Digital Signal Processing Reference
In-Depth Information
Threshold-based algorithms can also be useful in identifying structures depicted
by edge/surface points. An example is the Canny edge detector that uses the
threshold of gradient magnitude to find the potential edge pixels. Threshold-based
technique inherently do not account for spatial information. So, their effectiveness
is limited to images where large chunks of pixels/voxels have similar characteristics.
Also, these algorithms are very sensitive to image noise and partial volume
effects, which in medical imaging, refers to the scenario wherein insufficient image
resolution results in anatomical/physiological information from different tissue
types mixing within a single pixel/voxel. Due to a combination of these factors,
regions or edges detected by these algorithms can often be sets of discrete pixels, and
therefore may be incomplete or discontinuous. In such cases, it is necessary to apply
post-processing like morphological operation to connect the breaks or eliminate the
holes. Morphological operations refer to the group of image processing operations
that process images based on shapes. These operations determine the value of each
pixel in the output image based on a comparison of the corresponding pixel in the
input image with its neighbors. By appropriately selecting the size and shape of the
neighborhood and the comparison criteria, it is possible to grow/shrink/merge/split
chunks of pixels in an image to connect or eliminate the holes/breaks in an image.

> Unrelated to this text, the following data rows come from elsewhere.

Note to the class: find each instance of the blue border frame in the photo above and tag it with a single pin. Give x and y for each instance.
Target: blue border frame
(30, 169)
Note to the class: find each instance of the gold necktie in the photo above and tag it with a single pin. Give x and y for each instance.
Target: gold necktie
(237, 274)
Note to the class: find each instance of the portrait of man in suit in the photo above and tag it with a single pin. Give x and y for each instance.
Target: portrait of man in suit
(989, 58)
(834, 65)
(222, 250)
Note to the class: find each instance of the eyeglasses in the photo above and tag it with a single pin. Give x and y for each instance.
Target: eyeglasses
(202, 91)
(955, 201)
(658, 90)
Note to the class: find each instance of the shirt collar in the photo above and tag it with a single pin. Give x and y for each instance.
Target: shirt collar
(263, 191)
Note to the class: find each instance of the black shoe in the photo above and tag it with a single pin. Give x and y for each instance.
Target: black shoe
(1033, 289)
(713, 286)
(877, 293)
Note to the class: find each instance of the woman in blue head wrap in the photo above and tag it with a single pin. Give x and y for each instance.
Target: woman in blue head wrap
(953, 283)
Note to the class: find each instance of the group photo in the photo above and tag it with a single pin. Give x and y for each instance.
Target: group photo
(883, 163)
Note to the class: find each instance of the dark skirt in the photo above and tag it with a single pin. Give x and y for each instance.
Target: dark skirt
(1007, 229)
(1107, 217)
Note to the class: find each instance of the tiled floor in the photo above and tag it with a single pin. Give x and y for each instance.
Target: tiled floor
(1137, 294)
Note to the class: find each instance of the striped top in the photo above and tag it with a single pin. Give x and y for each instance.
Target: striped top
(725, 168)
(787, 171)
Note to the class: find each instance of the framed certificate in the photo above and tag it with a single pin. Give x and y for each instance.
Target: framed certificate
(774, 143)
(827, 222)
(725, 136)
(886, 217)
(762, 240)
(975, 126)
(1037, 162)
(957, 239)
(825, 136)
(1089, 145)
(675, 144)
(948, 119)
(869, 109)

Incorporation of such morphological operations is also useful in automatic threshold
detection using histogram-based approach in cases where it may be difficult to
identify significant peaks and valleys in the image to define the threshold criteria.
6.3
Deformable Model-Based
Segmentation algorithms using deformable models, also known as active contour
models, form a class of connectivity-preserving techniques that forms a very reliable
and robust approach to edge/surface-based image segmentation.
Segmentation starts with placing, either manually or through automatic initial-
ization, a template of the expected shape, modeled as a 2D contour or 3D surface, in
the vicinity of the (perceived) true borders of the object of interest. A second step,
called energy minimization step, then refines the shape template appropriately under
image-derived and shape integrity preserving constraints to make it snap to the true
borders.
The initial template can be defined parametrically (e.g., a line, circle, ellipse,
sphere, etc.) or can be a more complex model that represents the object to be
segmented (e.g., left ventricle of the heart, etc). The shape template is generally
sampled as discrete points (vertices), each of which is moved during the iterative
energy preservation step under the influence of internal and external forces acting at
that point. The internal forces are model-/template-derived forces that maintain the
integrity (smoothness, regularity) and overall shape of the template and are usually
defined through the geometric properties of the template such as length, area and
curvature. The external forces are typically derived based on the image information
(such as intensity distribution, strength of edges, etc.) and drive the template toward
edges or image gradients (Fig. 10 ) .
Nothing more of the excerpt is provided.